McCoy's unwillingness to stereotype any nominee comes with a broad understanding that nominees tend to change once on the Supreme Court. And Sotomayor's background, combined with a long record of rulings and opinions, should at least placate irate Republicans. It was Republican President George H.W. Bush who nominated Sotomayor to the U.S. District Court in 1992, and her rulings show a moderate, business-friendly, scholarly approach to upholding the Constitution. Based on her rulings, Sotomayor may not be the 'ultraliberal' that Republicans are presently branding her as: On abortion, she sided with the Bush Administration's "Mexico City Policy" to no longer use federal funds to promote contraception or family planning activities abroad, writing in her decision, "the government is free to favor the anti-abortion position over the pro-choice position, and can do so with public funds." She has upheld the NFL's monopoly and frequently sided with business and commerce on the highly visible Second Circuit in New York City.
This is a new political climate, though, where paybacks are harsh and highly public - Remember Harriet Miers, Dubya's chief legal council who was floated briefly for the Supreme Court before disappearing altogether?
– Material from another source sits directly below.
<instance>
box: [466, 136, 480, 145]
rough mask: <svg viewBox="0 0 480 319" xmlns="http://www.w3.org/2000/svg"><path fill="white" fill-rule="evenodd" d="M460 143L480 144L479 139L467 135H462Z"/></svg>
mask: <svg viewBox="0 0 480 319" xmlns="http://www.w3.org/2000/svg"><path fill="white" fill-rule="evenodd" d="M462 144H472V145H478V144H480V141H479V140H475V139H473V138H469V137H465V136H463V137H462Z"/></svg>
Even if you've forgotten her, few Republicans have forgotten being Borked by Democrats (and current VP Joe Biden, specifically, who led the fight to oppose the nominee at the time). And all eyes are already on the next nominee; Ruth Bader Ginsberg is rumored to be thinking of retiring from the Supreme Court soon. The shift is clear, Obama may be nominating yet another justice - a critical additional that may flip the court from conservative to moderate, even liberal - making the uproar over Sotomayor pale in comparison to the next nominee.
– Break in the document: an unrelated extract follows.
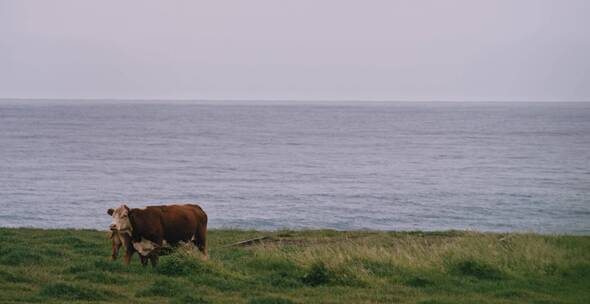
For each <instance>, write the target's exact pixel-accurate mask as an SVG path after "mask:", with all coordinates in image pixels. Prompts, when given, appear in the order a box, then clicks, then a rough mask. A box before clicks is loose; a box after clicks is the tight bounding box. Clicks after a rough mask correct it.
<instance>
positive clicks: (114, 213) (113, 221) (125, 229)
mask: <svg viewBox="0 0 590 304" xmlns="http://www.w3.org/2000/svg"><path fill="white" fill-rule="evenodd" d="M107 213H108V214H109V215H110V216H112V217H113V221H112V223H111V226H110V229H111V230H117V231H119V232H131V231H132V230H133V229H132V228H131V222H130V221H129V207H127V205H121V206H119V208H116V209H113V208H111V209H109V210H107Z"/></svg>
"When I first went and worked in the Senate, which was 1985, there was much more bipartisanship," reflects McCoy. "The goal was to achieve good outcomes that would benefit the country. And when I left the Senate, Congress tended to be much more confrontational and much more partisan, and the merits of the outcome weren't as important as the politics of the outcome. And it's that way today, unfortunately. I think we all lose."
So, other than her race, gender, and the party of the President nominating her, what could Republicans have against Judge Sonia Sotomayor? More importantly, what do they have on her, like Bork's video rentals or Thomas's Anita Hill, which will derail her full confirmation?
In answering, McCoy keeps it vague but intentionally direct.
"There are these lists that are compiled, by the Republicans, by the Democrats, by the ACLU, by the American BAR Association, by the pro-life, by the pro-choice, to help in the selecting, and doing the leg-work behind the scenes, to make sure potential nominees were vetted, that their skillsets and abilities were confirmed. Now, there's probably never direct contact made, because Judges tend to be somewhat isolated so they can make clear, independent decisions. But all of those organizations involved are looking at who might influence the outcome of a Supreme Court nomination."
To this, I ask if they do credit checks, adding in jest if they look for overdue library books? And McCoy just smiles as he says, "All of it. And discretely."